Was ist schon das Burgenland? Bundesweit schaffte die SPÖ bei der letzten Nationalratswahl (nur noch) eine Million Stimmen, wobei drei Viertel aus Wien, Niederösterreich, Oberösterreich und der Steiermark kamen. Das Burgenland fiel ebenso wenig ins Gewicht wie Tirol, Salzburg, geschweige denn Vorarlberg. Verzichtbar ist es für die Partei jedoch nicht. Zum einen ist sie im Burgenland in Relation zur dortigen Bevölkerung sehr stark und stellt auch den Landeshauptmann (was sie sonst nur in Wien und Kärnten tut). Zum anderen geht es letztlich um viel mehr, nämlich darum, ob oder wie es der Sozialdemokratie insgesamt gelingen kann, im ländlichen Raum zu punkten.

Die Konflikte haben sich zuletzt zugespitzt zwischen SPÖ-Bundesvorsitzender Pamela Rendi-Wagner und dem burgenländischen Landeshauptmann Hans Peter Doskozil. Vereinfacht ausgedrückt ist die strategische Ausrichtung ziemlich einfach für ihn: Neben der SPÖ darf nicht zu viel Platz bleiben für eine populistische Partei. Daher lässt er Freiheitlichen wenig Spielraum, wenn es um Sicherheit, Flucht und Migration geht. Oder auch Soziales.

Oder zunehmend auch die Pandemie. Dass er die Einführung einer Impfpflicht per 1. Februar auf einer LH-Konferenz am Achensee im vergangenen Herbst mitbeschlossen hat, hindert ihn nicht daran, sie in der Form zu „überdenken“, wie sie nun schon länger als Begutachtungsentwurf in der Pipeline liegt und auch von der Bundes-SPÖ akzeptiert wird. Doskozil befürchtet wohl, dass die Umsetzung mehr und mehr zu einer Katastrophe werden könnte für alle, die dahinterstehen – und dass die FPÖ von Herbert Kickl am Ende nur gewinnen wird.

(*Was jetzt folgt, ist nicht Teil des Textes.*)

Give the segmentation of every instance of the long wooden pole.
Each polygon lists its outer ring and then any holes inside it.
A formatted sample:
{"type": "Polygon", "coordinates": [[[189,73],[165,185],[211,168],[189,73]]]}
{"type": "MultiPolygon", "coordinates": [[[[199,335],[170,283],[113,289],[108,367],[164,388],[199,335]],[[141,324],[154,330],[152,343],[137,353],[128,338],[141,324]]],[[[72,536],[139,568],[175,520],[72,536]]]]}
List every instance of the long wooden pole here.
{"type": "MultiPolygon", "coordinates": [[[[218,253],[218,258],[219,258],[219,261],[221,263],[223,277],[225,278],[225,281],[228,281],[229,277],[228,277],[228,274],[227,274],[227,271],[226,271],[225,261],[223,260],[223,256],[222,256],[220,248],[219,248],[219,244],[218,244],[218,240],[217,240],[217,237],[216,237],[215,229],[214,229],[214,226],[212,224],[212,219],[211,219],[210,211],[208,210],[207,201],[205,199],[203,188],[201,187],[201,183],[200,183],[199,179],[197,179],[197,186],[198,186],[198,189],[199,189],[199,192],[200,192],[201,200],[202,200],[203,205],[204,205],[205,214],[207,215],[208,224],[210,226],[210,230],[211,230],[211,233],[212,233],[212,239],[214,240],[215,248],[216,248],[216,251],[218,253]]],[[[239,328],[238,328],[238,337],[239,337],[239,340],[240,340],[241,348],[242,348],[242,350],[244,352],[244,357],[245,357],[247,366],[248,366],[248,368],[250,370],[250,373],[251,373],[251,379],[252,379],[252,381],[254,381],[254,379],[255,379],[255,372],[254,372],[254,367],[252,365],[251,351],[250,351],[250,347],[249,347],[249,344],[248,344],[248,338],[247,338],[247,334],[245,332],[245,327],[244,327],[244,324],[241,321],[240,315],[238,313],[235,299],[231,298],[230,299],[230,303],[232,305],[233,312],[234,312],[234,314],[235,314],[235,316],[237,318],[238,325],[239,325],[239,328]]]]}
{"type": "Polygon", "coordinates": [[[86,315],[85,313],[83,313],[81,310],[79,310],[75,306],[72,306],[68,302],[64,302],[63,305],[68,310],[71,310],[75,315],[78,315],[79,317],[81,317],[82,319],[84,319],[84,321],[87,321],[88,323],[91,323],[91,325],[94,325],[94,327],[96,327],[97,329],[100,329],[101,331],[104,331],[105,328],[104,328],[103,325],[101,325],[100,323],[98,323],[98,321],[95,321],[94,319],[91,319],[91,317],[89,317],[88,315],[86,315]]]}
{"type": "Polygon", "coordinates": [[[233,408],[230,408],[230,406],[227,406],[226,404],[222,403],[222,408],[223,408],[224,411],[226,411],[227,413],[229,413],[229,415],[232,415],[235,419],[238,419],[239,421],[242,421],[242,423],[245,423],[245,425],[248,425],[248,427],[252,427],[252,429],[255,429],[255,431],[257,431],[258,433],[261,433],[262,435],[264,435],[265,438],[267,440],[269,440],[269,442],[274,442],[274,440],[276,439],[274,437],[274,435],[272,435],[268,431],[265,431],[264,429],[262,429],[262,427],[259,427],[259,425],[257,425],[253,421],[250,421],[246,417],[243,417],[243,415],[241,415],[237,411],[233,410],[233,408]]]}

Unabhängig davon hat Pamela Rendi-Wagner vor einigen Monaten begonnen, unverblümt zu sagen, was sie vom Burgenländer und dessen Verhaltenswesen hält. Dass er unlängst einem Klausurtreffen von Parteigranden ferngeblieben ist, bezeichnet sie als „unsolidarisch“. Damit erntet sie Applaus bei vielen, die Doskozil ablehnen; in der Partei und darüber hinaus. Man kann sogar sagen, dass ihr der Burgenländer insofern nützlich ist, als er ihr hilft, sich ein Profil zu erarbeiten und gerne auch Härte zu demonstrieren.

Die Ablehnung des Doskozil-Kurses ist eine Botschaft: Im Unterschied zur (türkisen) ÖVP hat die Bundes-SPÖ nicht vor, als bessere FPÖ zu punkten. Allerdings kann das nicht alles sein. Will die Partei von sich aus erfolgreich werden, muss sie über ein eigenes Angebot verfügen, das zum Beispiel auf das Ziel ausgerichtet ist, eine rot-grün-pinke Mehrheit zu erlangen.

Das ist insofern ein gutes Beispiel, als selbst eine solche Mehrheit nicht nur fulminante Wahlergebnisse in der Urbanität von Wien, Linz oder Innsbruck voraussetzt. Auch in ländlichen Gebieten, vom kleinen Vorarlberg bis zum noch kleineren Burgenland, sind Stimmen erforderlich. Und zwar nicht zu wenige.

Gegen Doskozil erscheint das illusorisch, mit ihm unmöglich. Das ist ein Dilemma, in dem sich die Sozialdemokratie befindet, für das Rendi-Wagner und Genossen letztlich jedoch eine Lösung finden müssen.